Todas essas iniciativas mostram que os movimentos em prol da diversidade têm acontecido gradualmente. Uma das evidências dessa conquista feminina no âmbito do cooperativismo vem da própria OCB. Tânia Zanella, que era Gerente Geral da OCB, tornou- se superintendente do Sistema OCB. Segundo ela, estar num cargo que nunca foi ocupado antes por uma mulher a encoraja a seguir trabalhando para confirmar tudo que várias pesquisas já mostram, que as mulheres são muito capazes, têm um alto potencial para inovar e para entregar resultados positivos nos negócios. "Sigo com meus planos de fazer muito pelo cooperativismo. E, além disso, é uma grande oportunidade que tenho de gerar mais oportunidades para outras mulheres no coop.”

É sempre importante lembrar que o aumento da diversidade no cooperativismo não depende somente da contratação de pessoas com perfis diversos. É preciso, sobretudo, investir em treinamento e conscientização. E há ferramentas que auxiliam ao longo desse processo. Dentre elas estão:

  • Criação de comitê ou conselho de diversidade
  • Realização de treinamentos
  • Estabelecimento de diálogos e parcerias com entidades voltadas ao desenvolvimento da diversidade em organizações
  • Acompanhamento de indicadores de diversidade

Mais informações sobre como tomar medidas práticas para promover a diversidade no cooperativismo estão disponíveis no post "Como promover diversidade nas cooperativas".

Diversidade de raça em pauta

Nada melhor do que exemplos bem-sucedidos de outras organizações para estimular a promoção da diversidade em nossas cooperativas, não é mesmo?

Por esse motivo é interessante dar uma olhada com atenção para as iniciativas de Bayer e Magalu, que, em fins de 2020, promoveram edições de seus programas de trainee voltados exclusivamente para pessoas negras. As iniciativas tinham como finalidade mudar a realidade constatada por pesquisa da consultoria 99jobs que, após analisar 300 programas de trainee em 2019, revelou um percentual de 99,2% de brancos dentre as pessoas contratadas.

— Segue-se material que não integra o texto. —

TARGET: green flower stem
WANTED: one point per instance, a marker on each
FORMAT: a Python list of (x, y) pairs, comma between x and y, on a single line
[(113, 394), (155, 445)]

No caso da Magalu, a intenção era anterior à pesquisa, conforme revela Patrícia Pugas, diretora-executiva de gestão de pessoas no Magazine Luiza. Ela explica que há cinco anos a empresa tentava aumentar o percentual de pessoas negras sem obter sucesso com nenhuma tentativa. Dentre elas, seleção às cegas, não exigibilidade de faculdade ou inglês, dentre outras.

Foi aí que a Magalu tentou uma ação mais radical: abrir um programa de trainees com vagas exclusivas para pessoas negras e pardas. Como resultado, mais de 22 mil inscrições, com 19 aprovados.

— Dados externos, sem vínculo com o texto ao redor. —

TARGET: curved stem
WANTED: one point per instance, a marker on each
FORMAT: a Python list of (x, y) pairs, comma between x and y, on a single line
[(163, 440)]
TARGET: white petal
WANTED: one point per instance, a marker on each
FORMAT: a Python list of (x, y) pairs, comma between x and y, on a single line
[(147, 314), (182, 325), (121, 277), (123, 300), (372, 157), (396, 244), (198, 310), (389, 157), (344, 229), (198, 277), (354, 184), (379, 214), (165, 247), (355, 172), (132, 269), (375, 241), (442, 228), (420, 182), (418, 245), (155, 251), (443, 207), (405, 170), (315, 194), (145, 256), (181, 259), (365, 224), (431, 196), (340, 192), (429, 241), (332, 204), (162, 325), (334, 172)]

O mesmo número de aprovados foi registrado pela Bayer, que adotou iniciativa semelhante à da Magalu. O resultado foi tido como muito positivo pelo vice-presidente de Finanças da Bayer Crop Science, Maurício Rodrigues. Afinal, dentre as 19 pessoas contratadas, 16 são mulheres, que se destacaram com relação ao desempenho e acabaram por tornar o programa ainda mais inclusivo.

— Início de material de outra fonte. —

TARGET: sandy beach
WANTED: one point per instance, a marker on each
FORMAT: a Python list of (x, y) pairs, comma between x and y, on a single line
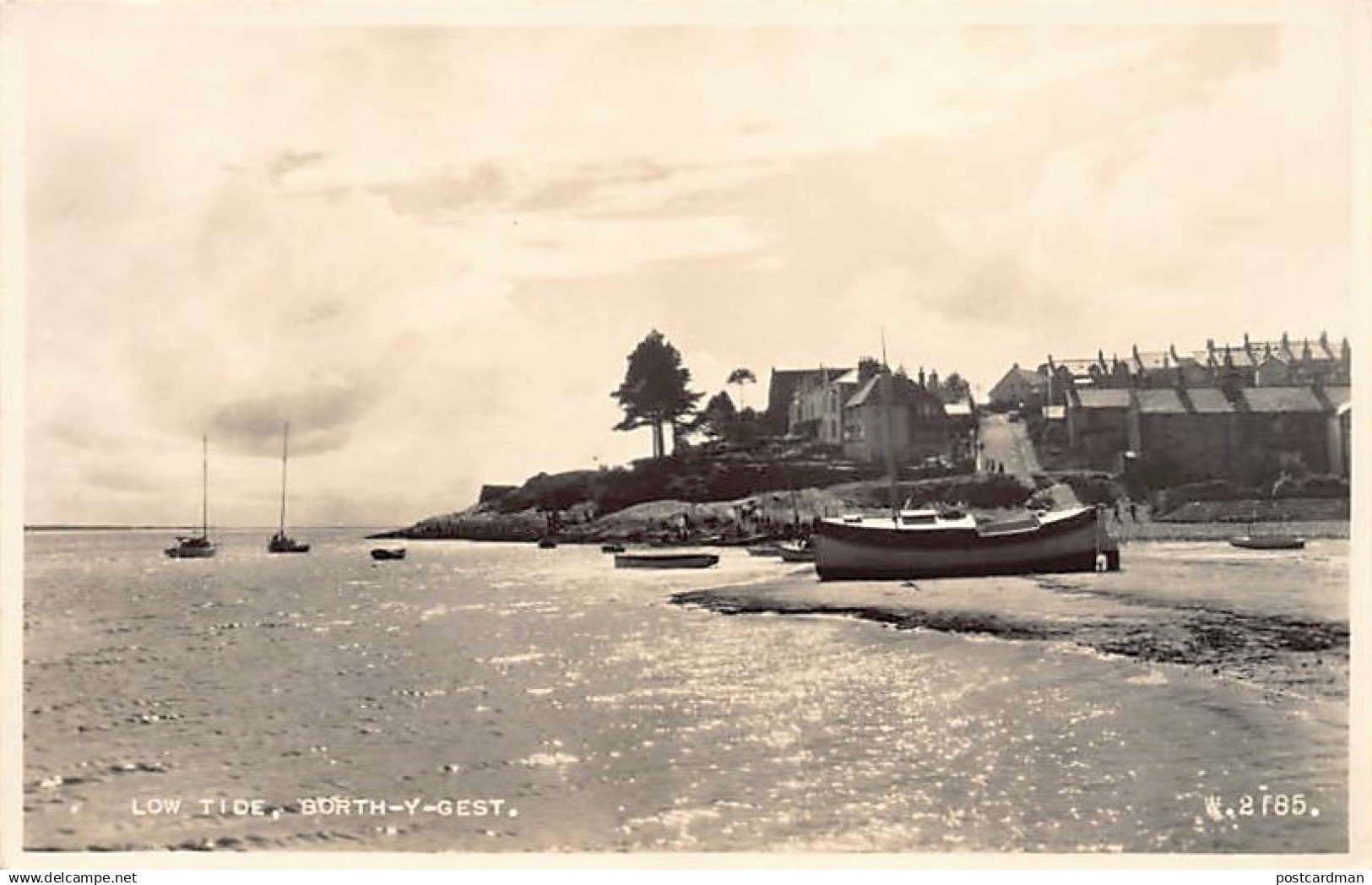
[(1249, 630)]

A Bayer, não por acaso, se prepara para ter em sua presidência, pela primeira vez, uma mulher. Malu Nachreiner, agrônoma formada na Esalq, se tornará a nova presidente da companhia no Brasil a partir de novembro próximo.

Para a Magalu, o sucesso da iniciativa foi tanto que a empresa está, atualmente, promovendo mais uma edição do programa de trainees voltado exclusivamente para pessoas negras. O foco da Magalu é chegar a um total de 56,1% de pessoas pretas e pardas em seu quadro de lideranças. Ou seja, representando a composição da população brasileira.

 

Diversidade e inovação

Além dos exemplos citados, vale destacar que o mercado está repleto de exemplos de lideranças femininas à frente da inovação de grandes empresas. De acordo com mapeamento feito pela 100 Open Startups, 40% dos programas de inovação aberta no Brasil são liderados por mulheres.

Dentro do cooperativismo, há alguns bons exemplos de mulheres à frente de programas de inovação ou mesmo de iniciativas ainda mais complexas. Dentre elas, podemos destacar a Lourdes Moreno, gerente de inovação e novos negócios da Coop - Cooperativa de Consumo, e a Camila Luconi, especialista de inovação da Sicredi, responsável pela implementação da cultura ágil na instituição.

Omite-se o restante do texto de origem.